Dianda s’était remis à danser, sauter, virevolter, sans s’arrêter. Mist sentit son âme se soulever, et s’envoler. Pour la première fois de sa vie, Mist commença à rêver. Maintenant, tous les deux dansaient et sautillaient. Oui, Mist avait d’y croire aussi, à ces Amériques merveilleuses.
- Tu verras, criait Dianda, on sera heureux, et pour tou...

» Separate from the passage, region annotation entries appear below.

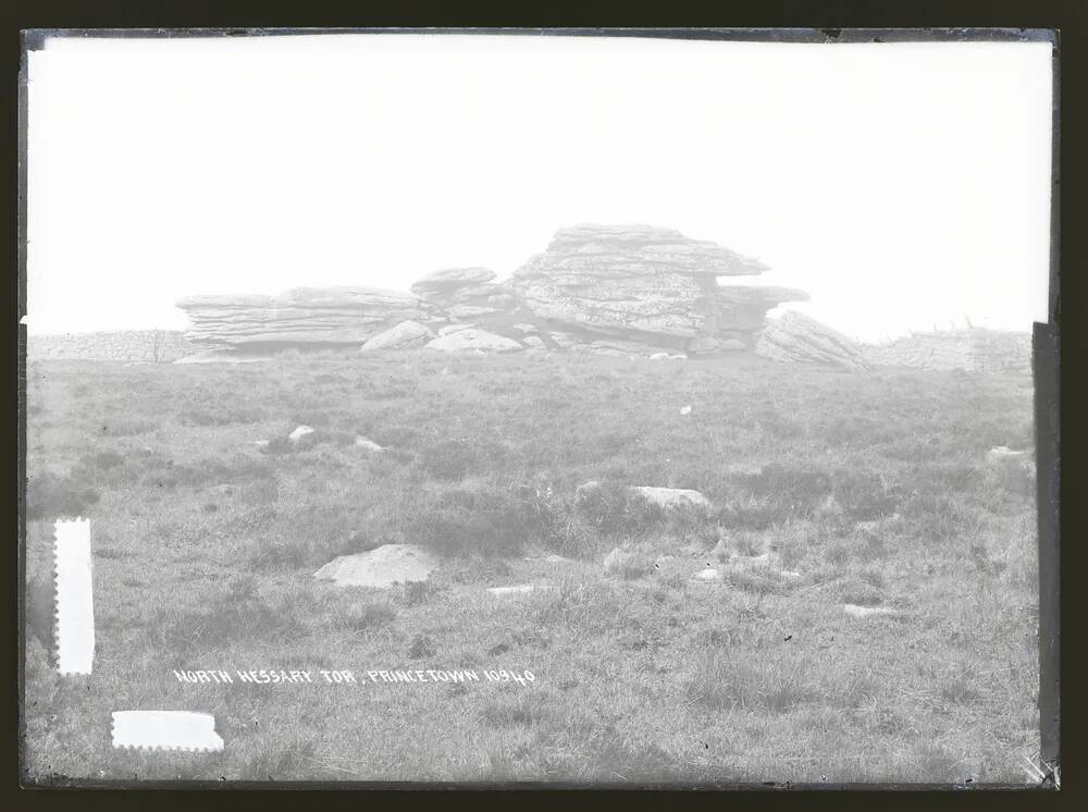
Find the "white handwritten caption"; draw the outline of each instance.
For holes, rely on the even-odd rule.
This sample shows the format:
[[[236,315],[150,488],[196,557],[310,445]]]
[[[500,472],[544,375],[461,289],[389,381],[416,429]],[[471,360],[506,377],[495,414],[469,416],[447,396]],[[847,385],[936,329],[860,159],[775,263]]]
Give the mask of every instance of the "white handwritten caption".
[[[482,679],[481,679],[482,675]],[[426,668],[419,670],[364,670],[358,675],[351,670],[284,670],[283,668],[260,668],[232,674],[222,668],[200,670],[174,670],[178,682],[199,684],[248,684],[248,685],[371,685],[383,682],[516,682],[532,685],[536,675],[531,670],[457,669]]]

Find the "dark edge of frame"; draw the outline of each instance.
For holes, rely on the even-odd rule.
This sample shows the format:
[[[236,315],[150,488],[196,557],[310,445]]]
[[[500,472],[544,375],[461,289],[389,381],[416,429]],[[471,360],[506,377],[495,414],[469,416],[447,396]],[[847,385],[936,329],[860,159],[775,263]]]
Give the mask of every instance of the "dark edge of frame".
[[[1039,534],[1039,759],[1044,783],[1061,770],[1061,48],[1053,51],[1050,180],[1050,295],[1046,324],[1036,323],[1031,349],[1035,383],[1036,510]],[[1058,772],[1058,775],[1061,773]]]
[[[16,454],[16,476],[18,477],[16,487],[17,499],[17,522],[18,543],[15,545],[16,571],[18,580],[15,582],[15,617],[18,629],[16,631],[18,640],[18,775],[24,784],[27,782],[27,771],[29,760],[26,752],[26,711],[24,699],[26,697],[26,324],[23,319],[26,316],[26,139],[27,139],[27,51],[29,50],[29,38],[26,34],[21,36],[21,49],[18,54],[18,200],[16,209],[16,253],[17,253],[17,282],[15,297],[15,330],[17,339],[15,342],[16,353],[16,374],[17,374],[17,454]],[[10,322],[9,322],[10,323]]]
[[[641,37],[744,42],[1056,42],[1050,28],[517,28],[517,27],[279,27],[279,28],[32,28],[23,32],[27,50],[41,50],[50,37],[83,39],[193,39],[199,37],[285,37],[336,34],[473,34],[548,37]]]
[[[808,42],[808,44],[864,44],[864,42],[1051,42],[1053,46],[1053,132],[1052,132],[1052,202],[1051,202],[1051,260],[1050,260],[1050,320],[1036,323],[1033,334],[1033,369],[1035,382],[1036,462],[1038,471],[1037,504],[1039,533],[1039,653],[1040,653],[1040,758],[1049,772],[1038,786],[1023,784],[922,784],[922,783],[858,783],[858,784],[794,784],[784,783],[595,783],[593,785],[562,783],[417,783],[417,782],[265,782],[265,780],[121,780],[73,778],[62,775],[32,779],[27,775],[25,739],[25,573],[26,573],[26,236],[27,236],[27,54],[42,50],[51,37],[83,39],[193,39],[220,37],[279,37],[298,35],[337,34],[432,34],[432,35],[522,35],[568,37],[627,37],[653,39],[685,39],[708,41],[754,42]],[[15,321],[17,325],[17,574],[16,608],[18,618],[18,774],[26,789],[148,789],[178,790],[910,790],[938,791],[940,793],[965,789],[1012,790],[1014,795],[1030,793],[1039,788],[1054,786],[1054,771],[1060,766],[1059,711],[1060,711],[1060,550],[1059,550],[1059,33],[1052,28],[1011,27],[918,27],[918,28],[593,28],[593,27],[202,27],[202,28],[28,28],[21,32],[18,69],[18,197],[17,197],[17,295]]]

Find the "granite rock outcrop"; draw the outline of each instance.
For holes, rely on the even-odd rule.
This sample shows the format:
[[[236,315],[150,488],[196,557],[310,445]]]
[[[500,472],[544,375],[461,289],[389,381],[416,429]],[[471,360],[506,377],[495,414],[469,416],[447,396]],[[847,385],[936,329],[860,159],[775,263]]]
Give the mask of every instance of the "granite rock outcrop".
[[[775,361],[868,369],[861,345],[809,316],[791,310],[767,323],[755,352]]]

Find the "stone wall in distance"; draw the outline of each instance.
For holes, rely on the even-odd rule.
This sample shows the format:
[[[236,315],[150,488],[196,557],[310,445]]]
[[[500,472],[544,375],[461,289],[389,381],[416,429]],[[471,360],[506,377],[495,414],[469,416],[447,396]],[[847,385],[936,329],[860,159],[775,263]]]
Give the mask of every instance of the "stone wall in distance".
[[[125,330],[115,333],[28,335],[27,359],[84,359],[166,364],[193,354],[178,330]]]

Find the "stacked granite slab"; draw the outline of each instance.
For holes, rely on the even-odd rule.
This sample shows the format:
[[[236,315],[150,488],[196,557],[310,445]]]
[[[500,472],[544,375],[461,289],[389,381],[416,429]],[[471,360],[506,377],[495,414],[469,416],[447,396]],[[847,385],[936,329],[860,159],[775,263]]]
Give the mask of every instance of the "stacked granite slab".
[[[279,296],[189,296],[177,303],[185,337],[209,348],[361,345],[403,321],[426,322],[433,308],[376,287],[295,287]]]
[[[765,270],[672,229],[585,224],[556,232],[547,250],[515,271],[510,287],[540,320],[588,347],[608,337],[701,354],[754,345],[767,310],[807,298],[718,281]]]

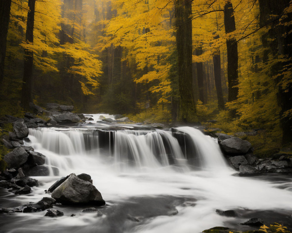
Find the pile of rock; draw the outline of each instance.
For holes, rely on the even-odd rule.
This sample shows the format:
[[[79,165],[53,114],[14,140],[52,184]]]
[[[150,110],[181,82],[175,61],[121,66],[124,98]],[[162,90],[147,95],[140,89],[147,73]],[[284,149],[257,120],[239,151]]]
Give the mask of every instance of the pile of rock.
[[[240,175],[267,172],[292,173],[292,158],[289,155],[278,153],[270,158],[259,159],[252,153],[253,149],[247,141],[222,133],[217,136],[223,152],[230,165],[239,171]]]

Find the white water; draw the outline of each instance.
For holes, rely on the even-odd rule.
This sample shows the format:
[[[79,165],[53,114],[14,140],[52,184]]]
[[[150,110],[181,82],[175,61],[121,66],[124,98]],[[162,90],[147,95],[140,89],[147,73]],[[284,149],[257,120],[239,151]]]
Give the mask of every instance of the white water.
[[[72,172],[90,174],[94,185],[110,203],[110,206],[107,208],[130,201],[133,197],[167,195],[197,200],[194,206],[177,206],[176,215],[150,218],[145,224],[124,232],[197,233],[211,227],[225,225],[226,221],[233,219],[217,214],[216,209],[292,211],[292,193],[289,188],[291,185],[281,189],[271,182],[232,175],[236,172],[227,165],[218,144],[193,128],[177,129],[191,137],[196,153],[202,162],[201,169],[197,171],[188,167],[177,140],[170,132],[118,131],[114,134],[114,151],[109,151],[100,149],[98,136],[93,131],[60,129],[30,129],[29,137],[31,142],[28,144],[46,156],[46,164],[51,174],[55,167],[58,168],[60,176]],[[86,136],[84,137],[84,134]],[[173,162],[170,158],[173,158]],[[21,196],[23,204],[48,195],[43,190],[47,189],[58,178],[37,177],[43,182],[43,185],[34,188],[32,195]],[[112,202],[115,204],[110,204]],[[75,213],[77,216],[74,218],[65,213],[63,217],[46,218],[45,221],[43,220],[43,213],[27,216],[38,220],[40,229],[53,224],[60,232],[67,232],[69,231],[66,230],[66,227],[76,226],[74,232],[86,232],[86,229],[91,228],[86,227],[94,224],[98,227],[97,223],[102,225],[107,217],[104,215],[97,218],[81,211]],[[239,223],[245,220],[239,219]],[[98,232],[107,232],[97,230]]]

Un craquement sinistre les arracha à leur joie. Le bateau coulait. La vieille barque coulait. Le frêle esquif était maintenant pris dans une tempête monstrueuse qui venait de s’abattre sur lui, avec toute la violence du destin. Des vagues immenses frappèrent la barque, qui disparut dans un tourbillon sauvage. Avant de mourir noyé, Dianda aperçut une dernière fois son ami qui se débattait lui aussi dans les eaux furieuses, secouées par le vent enragé, qui avait juré leur perte. Il eut juste le temps de penser qu’il aurait aimé demander pardon à son ami de toujours, son frêre de misère.

- Jules ! Reviens mettre ton pull mon chéri, le vent s’est levé.
- Oui maman, cria le petit garçon en quittant la berge de la rivière. T’as vu maman ? Le bateau est parti loin !
- Oui j’ai vu mon ange.
- Tu crois qu’il ira jusqu’en amérique ?
- En amérique ? Peut-être, répondit la mère avec un sourire amusé. Mets ton pull, il fait frais.
- Maman, tu sais, y’a des passagers dans le bateau.
- Ah bon ?
- Oui, y’a deux fourmis, elles voulaient aller en amérique, elle me l’ont dit.
- Ah, fit la mère amusée, et bien retourne jouer alors.

Elle regarda son fils repartir en courant vers la petite rivière, en ironisant sur l’enfance et son imaginaire. Comme si des fourmis pouvaient avoir envie de voyager !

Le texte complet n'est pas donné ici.